The American Diabetes Association (ADA) treatment guidelines for diabetic nephropathy focus on reducing the risk and slowing the progression of nephropathy by controlling glucose levels and decreasing BP. The ADA provides recommendations for lifestyle modifications and pharmacologic interventions, such as ACE inhibitors and ARBs.[2] Because dyslipidemia is a risk factor for diabetic nephropathy, information regarding lipid control is provided in this article. Considerations for patients whose renal function declines, despite glucose and blood pressure regulation, are also included. 

Glucose Control

The Diabetes Control and Complications Trial (DCCT) showed that lowering blood glucose levels as close to normal as possible (A1C<7%) can produce a 34% reduction in occurrence of microalbuminuria.[3] The UK Prospective Diabetes Study (UKPDS) reported similar findings for type 2 patients.[9] Many organizations have developed recommendations regarding guidelines for glycemic control. Recommendations should be followed to achieve normoglycemia in both type 1 and type 2 diabetic patients. A summary of glycemic goals for the ADA, American Association of Clinical Endocrinologists (AACE), and Iternational Diabetes Federation (IDF) appears in Table 1.

Table 1. Glycemic goals

*More stringent goals (A1C<6%) may further reduce complications at the cost of increased risk of hypoglycemia.

†Self-monitored blood glucose reading

Blood Pressure Control

Hypertension is present in approximately one third of type 2 patients at the time of diabetes diagnosis, and manifestation of hypertension in type 1 patients generally occurs about the time microalbuminuria develops.[2] Both systolic and diastolic hypertension accelerate the progression of nephropathy, and aggressive antihypertensive therapy can greatly decrease the rate of renal function decline.[2] All patients with diabetes should have BP measured at the time of diagnosis or initial office evaluation and at each scheduled diabetes visit.[1] The goal of antihypertensive therapy in nonpregnant diabetic patients ≥18 years of age is BP <130/80 mm Hg. Initial treatment should consist of lifestyle modifications (weight loss, reduction of salt and alcohol intake, and physical activity) and, if appropriate, pharmacotherapy.[2] The stages of hypertension are described in Table 2.
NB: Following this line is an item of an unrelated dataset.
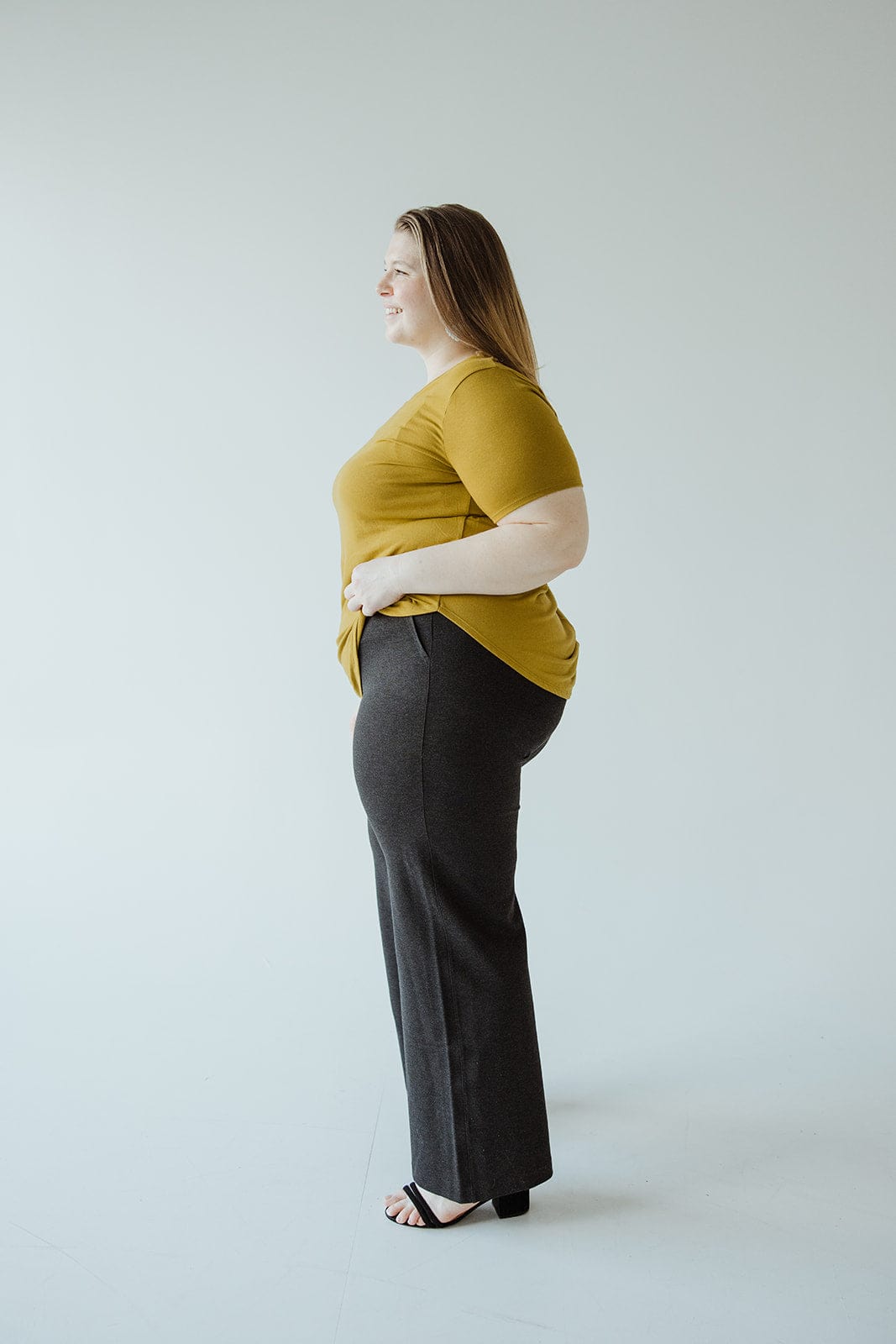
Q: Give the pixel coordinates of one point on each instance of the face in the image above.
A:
(403, 286)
Table 2. Classification of hypertension[12]

Only 11% of patients with diabetes achieve goal BP <130/80 mm Hg.[13] One of the key messages from the Seventh Report of the Joint National Committee on the Prevention, Detection, Evaluation, and Treatment of High Blood Pressure (JNC 7) is that most patients with hypertension will require at least 2 antihypertensive medications to reach BP<140/90 mm Hg.[12] In the Antihypertensive and Lipid-Lowering treatment to prevent Heart Attack Trial (ALLHAT), BP control was worse among diabetes patients than among other patient subgroups.[14] It is not surprising, then, that more than one half of patients with diabetes will require the use of 2 or more antihypertensive agents to achieve the ADA-recommended BP (<130/80 mm Hg).[12,14] An algorithm for hypertension management is presented in Figure 1. 
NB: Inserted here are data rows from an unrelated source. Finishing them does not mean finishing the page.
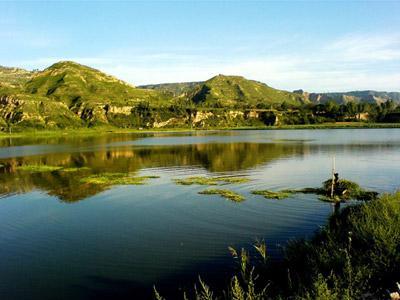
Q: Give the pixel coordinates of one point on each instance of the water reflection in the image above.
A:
(216, 158)
(69, 187)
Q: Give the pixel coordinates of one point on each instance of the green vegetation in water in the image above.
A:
(211, 180)
(344, 190)
(48, 168)
(354, 255)
(116, 179)
(273, 195)
(224, 193)
(75, 169)
(38, 168)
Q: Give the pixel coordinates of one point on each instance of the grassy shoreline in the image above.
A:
(113, 130)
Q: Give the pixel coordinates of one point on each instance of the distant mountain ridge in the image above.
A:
(68, 94)
(367, 96)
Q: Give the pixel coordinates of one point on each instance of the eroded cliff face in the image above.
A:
(23, 112)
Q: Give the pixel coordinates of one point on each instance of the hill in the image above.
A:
(368, 96)
(68, 94)
(237, 91)
(14, 77)
(175, 89)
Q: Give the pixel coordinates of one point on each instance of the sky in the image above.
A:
(317, 46)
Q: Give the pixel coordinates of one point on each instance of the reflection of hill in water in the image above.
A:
(213, 157)
(68, 186)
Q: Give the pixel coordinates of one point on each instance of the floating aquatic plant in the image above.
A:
(202, 180)
(38, 168)
(273, 195)
(228, 194)
(116, 179)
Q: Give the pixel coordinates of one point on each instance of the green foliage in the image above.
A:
(273, 195)
(116, 179)
(238, 92)
(38, 168)
(211, 180)
(70, 95)
(356, 253)
(224, 193)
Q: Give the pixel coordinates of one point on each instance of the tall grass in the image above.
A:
(355, 256)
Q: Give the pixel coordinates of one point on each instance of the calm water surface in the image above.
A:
(61, 238)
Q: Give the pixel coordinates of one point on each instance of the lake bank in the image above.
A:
(64, 227)
(113, 130)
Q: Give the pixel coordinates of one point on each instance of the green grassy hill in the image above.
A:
(14, 77)
(237, 91)
(353, 96)
(67, 94)
(175, 89)
(75, 84)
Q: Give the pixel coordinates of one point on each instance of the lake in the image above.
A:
(64, 238)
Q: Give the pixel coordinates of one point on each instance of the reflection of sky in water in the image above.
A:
(130, 237)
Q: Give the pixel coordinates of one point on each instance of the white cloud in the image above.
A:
(349, 63)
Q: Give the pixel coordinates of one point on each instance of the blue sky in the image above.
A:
(317, 45)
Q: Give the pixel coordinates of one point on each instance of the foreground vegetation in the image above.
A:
(355, 256)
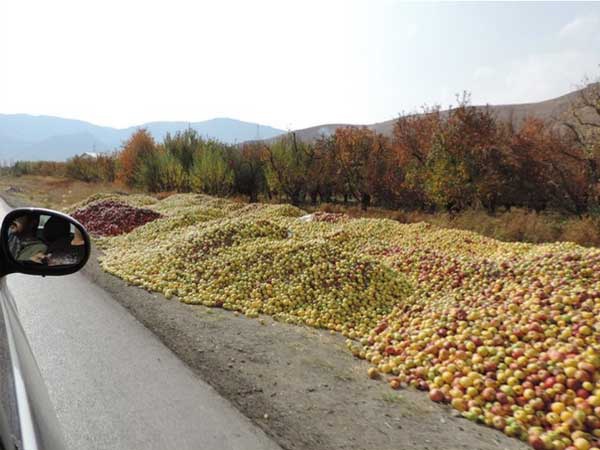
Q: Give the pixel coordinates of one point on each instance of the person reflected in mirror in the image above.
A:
(23, 243)
(66, 248)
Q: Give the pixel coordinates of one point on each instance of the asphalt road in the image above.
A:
(114, 385)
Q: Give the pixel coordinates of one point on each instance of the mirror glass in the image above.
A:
(42, 239)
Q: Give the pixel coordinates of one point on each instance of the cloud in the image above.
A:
(581, 28)
(535, 78)
(483, 72)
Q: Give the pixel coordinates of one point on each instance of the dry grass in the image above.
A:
(515, 225)
(53, 192)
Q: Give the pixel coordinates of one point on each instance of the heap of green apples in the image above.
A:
(506, 333)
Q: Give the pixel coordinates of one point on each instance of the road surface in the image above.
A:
(114, 385)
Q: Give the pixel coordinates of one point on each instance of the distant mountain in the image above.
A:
(26, 137)
(550, 110)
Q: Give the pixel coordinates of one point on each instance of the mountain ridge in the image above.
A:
(43, 137)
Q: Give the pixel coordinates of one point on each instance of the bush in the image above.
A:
(212, 172)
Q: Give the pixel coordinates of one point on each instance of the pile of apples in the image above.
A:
(506, 333)
(511, 341)
(111, 218)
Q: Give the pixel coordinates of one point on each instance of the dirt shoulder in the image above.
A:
(301, 385)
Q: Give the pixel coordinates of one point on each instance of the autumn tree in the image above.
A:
(582, 122)
(324, 180)
(183, 145)
(289, 162)
(212, 170)
(552, 168)
(139, 146)
(249, 170)
(365, 163)
(412, 140)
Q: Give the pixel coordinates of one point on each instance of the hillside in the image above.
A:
(26, 137)
(547, 110)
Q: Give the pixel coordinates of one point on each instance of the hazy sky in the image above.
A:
(288, 64)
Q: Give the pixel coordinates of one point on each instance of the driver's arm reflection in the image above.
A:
(23, 243)
(65, 248)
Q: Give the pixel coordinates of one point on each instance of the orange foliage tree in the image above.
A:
(365, 164)
(139, 146)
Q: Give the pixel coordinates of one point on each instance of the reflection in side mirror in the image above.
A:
(44, 242)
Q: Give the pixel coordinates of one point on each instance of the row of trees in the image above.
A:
(436, 160)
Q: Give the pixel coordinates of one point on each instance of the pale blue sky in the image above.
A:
(283, 63)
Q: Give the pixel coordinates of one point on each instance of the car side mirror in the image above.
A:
(40, 241)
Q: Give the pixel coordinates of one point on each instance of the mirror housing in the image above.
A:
(39, 241)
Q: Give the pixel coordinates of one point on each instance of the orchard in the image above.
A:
(507, 334)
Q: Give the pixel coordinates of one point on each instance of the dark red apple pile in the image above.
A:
(111, 218)
(321, 216)
(512, 342)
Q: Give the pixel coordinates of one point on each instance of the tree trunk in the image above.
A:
(365, 201)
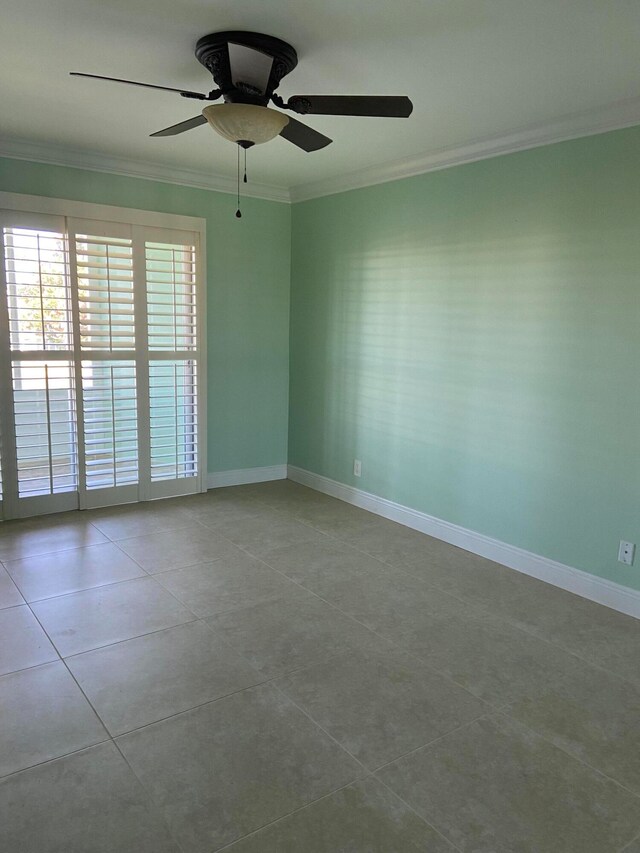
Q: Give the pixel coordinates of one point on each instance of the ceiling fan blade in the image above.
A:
(185, 92)
(391, 106)
(303, 136)
(181, 126)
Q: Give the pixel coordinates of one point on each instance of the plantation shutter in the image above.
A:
(99, 361)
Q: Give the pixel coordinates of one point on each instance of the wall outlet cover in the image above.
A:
(626, 552)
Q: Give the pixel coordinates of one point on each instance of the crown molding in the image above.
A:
(616, 116)
(21, 149)
(613, 117)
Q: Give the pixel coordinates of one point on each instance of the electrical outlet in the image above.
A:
(626, 552)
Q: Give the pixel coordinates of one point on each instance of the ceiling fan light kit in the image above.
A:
(245, 124)
(247, 69)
In summary, the ADA recommends the following interventions to achieve BP<130/80:[1]

• Systolic BP ≥140 mm Hg OR diastolic BP ≥90 mm Hg
  • Pharmacotherapy + lifestyle and behavioral therapy
• Systolic BP 130-139 mm Hg OR diastolic BP 80-89 mm Hg
  • Lifestyle and behavioral therapy alone for maximum of 3 months, then if target not achieved, ACE inhibitor or ARB
• All patients with diabetes and hypertension should be on either an ACE inhibitor or ARB
  • If further reduction needed, add thiazide diuretic.

ACE inhibitors and ARBs

Studies have shown profound benefits of ACE inhibitors and ARBs in reducing albuminuria and overall deterioration of kidney function. Due to the renal-protective effects of both classes of agents, the ADA recommends ACE inhibitors or ARBs as first-line therapy for hypertension and for the treatment of micro- and macroalbuminuria in diabetic patients who are not pregnant.[1] The ADA has also stated that ACE inhibitors are appropriate for managing persistent microalbuminuria in pediatric and adolescent patients with type 1 diabetes.[15] The National Kidney Foundation (NKF) Kidney Disease Outcome Quality Initiative (K/DOQI) guidelines similarly indicate that ACE inhibitors or ARBs should be used to treat patients with diabetic kidney disease, even in the absence of hypertension.[16]  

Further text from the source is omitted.